Really, Mr. Crowder? Care to explain to me what happens when your spouse is the one who passes on first? What about those people who were brave enough to say, “Hey, marriage isn’t for me.”? Not being married isn’t a guarantee you’ll be miserable, no more so than being married is a guarantee you’ll be happy. How happy are those people who got married for the sole reason of shutting up the peanut gallery or due to pressure from everyone else getting married?
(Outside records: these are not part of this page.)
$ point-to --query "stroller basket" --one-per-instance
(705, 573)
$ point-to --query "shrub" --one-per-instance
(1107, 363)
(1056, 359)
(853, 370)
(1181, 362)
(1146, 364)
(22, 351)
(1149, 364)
There’s only one reason a person should get married, and it’s not because you don’t want to die alone (chicken shits!), it’s not for financial gain, and it’s most definitely not because you or your significant other got pregnant. It’s for the reason that you have found the one person who fits you, who you cannot imagine not seeing every day. It’s because you’ve met that person that just gets you. It’s because you’ve found that person that is the one person on the planet you’d rather have annoying the hell out of you (because no matter how awesome the person you fall in love with is, they’re gonna annoy the shit out of you from time to time). Because when everything else falls apart, when you’re facing the most god-awful and heart wrenching experiences of your life, you’d rather be going through it with that person, than not be going through it at all and not have them in your life.

Any other reason? Is bullshit. And I can only hope Mr. Crowder has a low-level of readers, because he’s done a lovely disservice to those who have already bought into the heart and flowers line of bullshit Hollywood crams down our throats.